Since the new Raspbian distribution has hardware accelerated floating point operations, I wanted to test how fast the Raspberry Pi can run. But what to use for a benchmark? Well, LINPACK is the historical choice for evaluating floating point performance. Sure, the Pi doesn’t come with a FORTRAN compiler, but there is a C version of the benchmark that I got to compile with a few minor changes.

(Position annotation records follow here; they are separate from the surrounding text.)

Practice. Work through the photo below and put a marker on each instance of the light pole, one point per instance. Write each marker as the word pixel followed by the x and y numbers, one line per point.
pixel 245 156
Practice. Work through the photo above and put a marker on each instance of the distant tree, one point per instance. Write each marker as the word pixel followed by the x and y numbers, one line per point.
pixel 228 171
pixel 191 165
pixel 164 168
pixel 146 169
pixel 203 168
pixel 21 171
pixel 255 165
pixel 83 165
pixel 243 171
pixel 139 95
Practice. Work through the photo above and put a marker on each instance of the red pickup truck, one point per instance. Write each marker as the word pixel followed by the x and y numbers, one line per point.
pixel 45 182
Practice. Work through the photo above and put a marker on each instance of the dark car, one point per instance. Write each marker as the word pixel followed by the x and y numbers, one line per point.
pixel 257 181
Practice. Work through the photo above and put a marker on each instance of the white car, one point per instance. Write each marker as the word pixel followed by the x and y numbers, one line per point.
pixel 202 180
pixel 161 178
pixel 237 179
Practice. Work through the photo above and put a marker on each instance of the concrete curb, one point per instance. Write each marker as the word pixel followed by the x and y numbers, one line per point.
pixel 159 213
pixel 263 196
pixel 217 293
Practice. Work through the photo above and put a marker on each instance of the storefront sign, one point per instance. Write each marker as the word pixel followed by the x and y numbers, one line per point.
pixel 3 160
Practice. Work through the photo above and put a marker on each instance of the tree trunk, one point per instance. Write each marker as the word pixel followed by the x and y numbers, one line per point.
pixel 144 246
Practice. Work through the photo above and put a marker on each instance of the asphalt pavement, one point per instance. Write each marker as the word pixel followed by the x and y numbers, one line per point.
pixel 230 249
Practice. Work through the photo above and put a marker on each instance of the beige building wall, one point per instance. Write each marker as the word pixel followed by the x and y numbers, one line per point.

Using the Raspbian Wheezy (2012-09-18) image, here are the results from linpack:

```
Rolled Double Precision Linpack
norm. resid resid machep x[0]-1 x[n-1]-1
1.7 7.41628980e-14 2.22044605e-16 -1.49880108e-14 -1.89848137e-14
times are reported for matrices of order 100
dgefa dgesl total kflops unit ratio
times for array with leading dimension of 201
0.02 0.00 0.02 34333 0.06 0.36
0.01 0.00 0.01 68667 0.03 0.18
0.01 0.00 0.01 68667 0.03 0.18
0.02 0.00 0.02 40655 0.05 0.30
times for array with leading dimension of 200
0.02 0.00 0.02 34333 0.06 0.36
0.02 0.00 0.02 34333 0.06 0.36
0.01 0.00 0.01 68667 0.03 0.18
0.02 0.00 0.02 42256 0.05 0.29
Rolled Double Precision 40655 Kflops ; 1000 Reps
```

So that works out to be 41 MFLOPS. Not bad for a 700 MHz processor. But what if we do enable overclocking with the following command:

```
sudo raspi-config
```

then, under the overclocking section, choose the Turbo option:

```
Turbo 1000MHz ARM, 500MHz core, 500MHz SDRAM, 6 overvolt
```

The turbo mode runs at 1000 MHz and gives the following results:

```
Rolled Double Precision Linpack
norm. resid resid machep x[0]-1 x[n-1]-1
1.7 7.41628980e-14 2.22044605e-16 -1.49880108e-14 -1.89848137e-14
times are reported for matrices of order 100
dgefa dgesl total kflops unit ratio
times for array with leading dimension of 201
0.01 0.00 0.01 68667 0.03 0.18
0.01 0.00 0.01 68667 0.03 0.18
0.01 0.00 0.01 68667 0.03 0.18
0.01 0.00 0.01 62709 0.03 0.20
times for array with leading dimension of 200
0.01 0.00 0.01 68667 0.03 0.18
0.01 0.00 0.01 68667 0.03 0.18
0.01 0.00 0.01 68667 0.03 0.18
0.01 0.00 0.01 65149 0.03 0.19
Rolled Double Precision 62709 Kflops ; 1000 Reps
```

The overclocking improves the performance to 63 MFLOPS. To provide some comparison values, here are the comparison numbers from the Linpack Benchmark Report:

Year | Computer | MFLOPS |
---|---|---|

1988 | CRAY Y-MP | 74 |

2012 |
Raspberry Pi (Turbo mode) |
63 |

1987 | ETA 10-E | 52 |

1986 | NEC SX-2 | 46 |

1985 | NEC SX-2 | 46 |

2012 |
Raspberry Pi (Stock) |
41 |

1984 | CRAY X-MP | 21 |

1983 | CRAY 1 | 12 |

1979 | CRAY 1 | 3.4 |

So, the Raspberry Pi that I bought for $35 is the number-crunching equivalent of three Cray X-MP supercomputers. Not bad.